CIA contre congrès US : accusations croisées (presse US)
Gilles Klein - - 0 commentairesLa CIA accusée d'avoir fouillé dans les documents d'une commission d'enquête du Sénat sur la torture de suspects de terrorisme. Et pire, l'agence de renseignement aurait retiré près de mille pages de documents. L'accusation a été lancée publiquement par une sénatrice démocrate.

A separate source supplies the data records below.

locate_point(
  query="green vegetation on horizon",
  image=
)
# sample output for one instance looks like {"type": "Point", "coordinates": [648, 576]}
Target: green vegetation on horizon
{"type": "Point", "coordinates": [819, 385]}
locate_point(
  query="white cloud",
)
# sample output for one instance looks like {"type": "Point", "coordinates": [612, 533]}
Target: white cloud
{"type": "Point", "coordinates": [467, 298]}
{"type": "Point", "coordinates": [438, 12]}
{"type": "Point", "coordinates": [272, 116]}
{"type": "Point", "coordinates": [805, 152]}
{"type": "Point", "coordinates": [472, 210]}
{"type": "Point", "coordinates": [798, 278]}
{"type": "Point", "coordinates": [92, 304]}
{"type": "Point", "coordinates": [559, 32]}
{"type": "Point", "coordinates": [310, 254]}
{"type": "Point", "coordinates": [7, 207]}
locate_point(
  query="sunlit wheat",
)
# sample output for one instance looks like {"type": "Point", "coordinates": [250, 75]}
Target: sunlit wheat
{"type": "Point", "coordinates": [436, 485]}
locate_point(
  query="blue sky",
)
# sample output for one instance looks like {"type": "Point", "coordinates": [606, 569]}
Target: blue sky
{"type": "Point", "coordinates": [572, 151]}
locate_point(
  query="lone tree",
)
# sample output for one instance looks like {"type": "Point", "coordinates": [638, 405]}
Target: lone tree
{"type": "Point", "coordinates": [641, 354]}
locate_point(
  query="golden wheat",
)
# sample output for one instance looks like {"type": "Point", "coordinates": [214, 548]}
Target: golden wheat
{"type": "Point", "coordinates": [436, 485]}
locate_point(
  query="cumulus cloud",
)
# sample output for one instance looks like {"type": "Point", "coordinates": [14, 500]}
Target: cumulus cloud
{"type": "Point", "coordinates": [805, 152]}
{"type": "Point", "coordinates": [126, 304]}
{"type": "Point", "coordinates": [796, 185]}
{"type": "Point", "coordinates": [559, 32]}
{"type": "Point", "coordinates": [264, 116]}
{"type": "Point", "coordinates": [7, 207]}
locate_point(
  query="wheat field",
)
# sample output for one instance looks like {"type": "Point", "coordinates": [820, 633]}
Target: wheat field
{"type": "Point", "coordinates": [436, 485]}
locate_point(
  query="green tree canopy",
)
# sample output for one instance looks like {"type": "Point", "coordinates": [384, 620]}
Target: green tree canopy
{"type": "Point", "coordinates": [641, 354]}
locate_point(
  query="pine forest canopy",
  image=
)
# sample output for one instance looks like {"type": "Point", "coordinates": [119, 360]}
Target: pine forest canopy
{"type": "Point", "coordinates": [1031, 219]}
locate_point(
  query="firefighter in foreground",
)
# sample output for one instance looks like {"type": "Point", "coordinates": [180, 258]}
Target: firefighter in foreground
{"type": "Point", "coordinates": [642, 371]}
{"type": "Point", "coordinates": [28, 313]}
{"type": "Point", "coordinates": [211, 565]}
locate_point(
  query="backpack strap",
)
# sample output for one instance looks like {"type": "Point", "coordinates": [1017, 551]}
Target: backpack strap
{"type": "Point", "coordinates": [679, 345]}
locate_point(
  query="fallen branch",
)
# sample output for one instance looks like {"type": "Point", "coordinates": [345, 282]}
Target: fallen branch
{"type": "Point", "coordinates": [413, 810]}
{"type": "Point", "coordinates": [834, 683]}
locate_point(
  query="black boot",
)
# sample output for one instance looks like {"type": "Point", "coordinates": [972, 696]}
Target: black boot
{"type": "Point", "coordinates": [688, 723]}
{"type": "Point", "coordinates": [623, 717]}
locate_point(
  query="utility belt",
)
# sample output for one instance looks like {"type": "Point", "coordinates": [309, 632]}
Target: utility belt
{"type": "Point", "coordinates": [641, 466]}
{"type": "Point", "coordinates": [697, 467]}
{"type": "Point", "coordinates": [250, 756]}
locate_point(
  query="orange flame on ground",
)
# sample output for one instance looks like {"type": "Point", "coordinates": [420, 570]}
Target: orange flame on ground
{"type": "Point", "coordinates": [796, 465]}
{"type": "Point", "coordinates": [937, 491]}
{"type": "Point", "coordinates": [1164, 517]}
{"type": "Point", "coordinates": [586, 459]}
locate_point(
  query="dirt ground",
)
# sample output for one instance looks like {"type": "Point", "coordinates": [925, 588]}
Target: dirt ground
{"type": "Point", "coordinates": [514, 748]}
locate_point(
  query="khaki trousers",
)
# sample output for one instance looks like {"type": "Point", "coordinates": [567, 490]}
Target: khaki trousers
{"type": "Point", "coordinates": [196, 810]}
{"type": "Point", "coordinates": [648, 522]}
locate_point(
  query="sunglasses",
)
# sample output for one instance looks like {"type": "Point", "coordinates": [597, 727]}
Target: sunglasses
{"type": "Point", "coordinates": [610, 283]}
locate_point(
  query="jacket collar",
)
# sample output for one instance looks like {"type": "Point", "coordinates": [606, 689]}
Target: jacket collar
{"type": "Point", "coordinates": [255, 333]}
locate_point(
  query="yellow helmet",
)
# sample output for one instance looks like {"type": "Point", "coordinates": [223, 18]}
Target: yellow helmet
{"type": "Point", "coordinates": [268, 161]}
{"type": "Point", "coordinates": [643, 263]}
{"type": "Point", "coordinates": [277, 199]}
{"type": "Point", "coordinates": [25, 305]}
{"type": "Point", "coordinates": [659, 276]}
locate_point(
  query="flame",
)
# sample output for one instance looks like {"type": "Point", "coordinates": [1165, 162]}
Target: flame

"Pourquoi la sénatrice Dianne Feinstein a-t-elle déclaré la guerre à la CIA ?" titre CBS, citant le discours que la sénatrice a prononcé mardi devant l'assemblée; Une commission sénatoriale que Feinstein préside accuse la CIA d'avoir caché ou supprimé des documents concernant des méthodes d'interrogatoire musclées pour faire parler des suspects de terrorisme après le 11 Septembre 2001. De son côté, la CIA accuse les sénateurs d'avoir accédé à des documents qu'ils n'auraient jamais dû lire, avant de rédiger le rapport de 6 300 pages (resté secret) qui conteste l'efficacité des méthodes brutales de la CIA. |
C'est donc Dianne Feinstein (70 ans, sénatrice de la Californie, amie d'Obama) la présidente de la commission du renseignement qui s'est muée en lanceuse d'alerte. Dans le détail, Feinstein accuse la CIA d'avoir présenté les conditions de détention et d'interrogatoire des suspects de terrorisme comme nettement plus douces qu'elles ne l'ont été dans la réalité. En mars 2009, une commission d'enquête a été créée et elle a exigé d'avoir accès à tous les documents. Au lieu de cela, Léon Panetta, nouveau patron de l'agence qui venait, à l'époque d'être nommé, a proposé que les membres de la commisssion se déplacent dans une installation secrète de la CIA, en dehors de son quartier général pour y consulter des documents mis à leur disposition par la CIA sur un réseau de 8 ordinateurs. Mais les élus démocrates et républicains se sont trouvés face à une masse de plusieurs millions de documents non classés, dans lesquels il fallait fouiller au hasard. Ils ont compris que la CIA n'avait pas du tout l'intention de coopérer, raconte le Washington Post. De plus, en 2010, les sénateurs ont constaté que des milliers de documents avaient été été retirés, sans aucune explication ni préavis, et que la CIA espionnait les enquêteurs du sénat. Du coup, la commission a décidé d'imprimer les documents qui l'intéressaient, alors que ce n'était pas prévu dans l'accord signé avec la CIA. |
Le discours de Feinstein a évidemment créé une polémique, et les médias américains se sont emparés du sujet. Ainsi,L'éditorial du New York Times ne mâche ses mots : "La CIA a caché la torture" en expliquant que Feinstein présente des preuves qui semblent prouver que la CIA a commis des délits pour éviter que l'on découvre ses méthodes.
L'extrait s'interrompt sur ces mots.